Manila, the Philippines
January 29, 2011
Overcast, Gothic, Illuminati. No, these are not plot elements of the latest installment in the Da Vinci Code franchise.
One gloomy January day, I attended an Illuminati event at the only Neo-Gothic church in Manila, the Basilica Minore de San Sebastian. From the elevated train, the sight of the church’s twin spires piercing the sunless sky evoked an ominous Gothic atmosphere. Despite the whimsical aquamarine exterior, darkness enveloped my tentative steps as the basilica’s main portal creaked open akin to a film noir opening sequence.
Lighted electric candle chandeliers and gleaming rose windows reluctantly illuminated the church’s Gothic features. What looked like a row of gigantic clamshells hovered overhead. The skeletal high-vaulted ceiling, looming pointed arches, towering steel columns, and the luminous golden retable at the far end all conjured up a medieval mise-en-scene.

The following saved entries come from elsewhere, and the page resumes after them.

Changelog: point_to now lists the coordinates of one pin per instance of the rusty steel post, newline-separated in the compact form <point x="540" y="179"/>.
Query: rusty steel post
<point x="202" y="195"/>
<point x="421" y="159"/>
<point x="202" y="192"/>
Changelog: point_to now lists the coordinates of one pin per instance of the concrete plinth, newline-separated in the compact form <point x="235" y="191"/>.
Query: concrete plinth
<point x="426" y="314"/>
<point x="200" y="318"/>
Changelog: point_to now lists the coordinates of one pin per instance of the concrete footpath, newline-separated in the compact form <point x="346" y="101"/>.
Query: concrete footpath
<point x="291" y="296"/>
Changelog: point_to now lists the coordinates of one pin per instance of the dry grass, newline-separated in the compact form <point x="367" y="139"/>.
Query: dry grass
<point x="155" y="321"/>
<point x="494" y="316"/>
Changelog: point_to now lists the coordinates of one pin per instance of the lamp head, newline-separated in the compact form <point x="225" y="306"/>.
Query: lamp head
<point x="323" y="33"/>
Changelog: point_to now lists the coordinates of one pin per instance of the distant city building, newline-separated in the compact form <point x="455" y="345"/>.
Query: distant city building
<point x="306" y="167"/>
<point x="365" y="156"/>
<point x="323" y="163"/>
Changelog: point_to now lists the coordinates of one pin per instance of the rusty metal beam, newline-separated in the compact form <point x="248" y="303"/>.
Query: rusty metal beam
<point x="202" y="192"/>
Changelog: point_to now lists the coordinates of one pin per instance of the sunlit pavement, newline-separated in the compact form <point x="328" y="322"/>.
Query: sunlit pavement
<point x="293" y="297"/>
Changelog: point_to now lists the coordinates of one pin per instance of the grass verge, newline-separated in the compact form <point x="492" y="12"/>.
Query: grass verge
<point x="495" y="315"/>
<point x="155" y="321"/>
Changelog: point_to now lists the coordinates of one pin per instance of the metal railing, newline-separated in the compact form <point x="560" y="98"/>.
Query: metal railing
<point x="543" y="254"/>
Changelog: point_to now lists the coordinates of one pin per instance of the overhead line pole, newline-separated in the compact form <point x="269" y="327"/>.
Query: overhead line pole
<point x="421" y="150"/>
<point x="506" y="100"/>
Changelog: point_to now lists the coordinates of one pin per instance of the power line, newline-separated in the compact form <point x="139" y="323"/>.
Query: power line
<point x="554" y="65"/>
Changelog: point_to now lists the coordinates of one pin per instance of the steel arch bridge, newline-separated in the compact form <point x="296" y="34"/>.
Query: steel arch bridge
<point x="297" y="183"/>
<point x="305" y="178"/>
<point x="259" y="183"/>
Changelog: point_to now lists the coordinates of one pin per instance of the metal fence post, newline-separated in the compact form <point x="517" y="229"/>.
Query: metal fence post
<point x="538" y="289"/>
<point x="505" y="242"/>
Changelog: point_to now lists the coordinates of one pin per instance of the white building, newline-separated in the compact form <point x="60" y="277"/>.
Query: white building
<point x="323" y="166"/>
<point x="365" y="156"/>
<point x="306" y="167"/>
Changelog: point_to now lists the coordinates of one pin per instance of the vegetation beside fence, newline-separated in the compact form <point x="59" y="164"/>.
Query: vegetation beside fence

Initially, the walls and columns looked stark. As if by turns, decorative embellishments revealed themselves in the dim lights. Faded sculptural paintings hid behind a rusty haze; their subjects became apparitions lurking in the shadows. Supposedly trompe l’oeil, the tableaux’s depth of perspective had been evened out by time. Out of the blue, an otherworldly capsular object appeared to have descended down a pillar. It was a pulpit decked in elaborate design by artist Lorenzo Guerrero. Shadowy figures had tricked my eyes to waver from vision to imagination.
Only the tiled floor I walked on was clearly real. Ann, a friend from Connecticut steeped in quilting tradition, later identified the aisle design as the Ohio Star, popular in the 19th century Gothic Revival. I wondered which came first – the floor tile or the quilt block. Perhaps both were inspired by an ancient mystical symbol.
The historic construction of the church was an alluring aspect of its lore. Wooden and stone incarnations of the church stood on this site; but fires and earthquakes had destroyed them since the 17th century. In 1881, Genero Palacios, a Spanish architect in the Philippines, advocated the use of an indestructible material to rebuild the church. After the Industrial Revolution, steel made the deal. The steel structure was prefabricated in Belgium which was then taken apart into eight sections and shipped separately to the Philippines. The pieces were reassembled in Manila like a steel Lego. The church was finally inaugurated in 1891, one of the few prefabricated all-steel churches in the world. A contested claim that Gustave Eiffel (of the eponymous Parisian tower fame) had a hand in the steel design further cemented the church’s legend.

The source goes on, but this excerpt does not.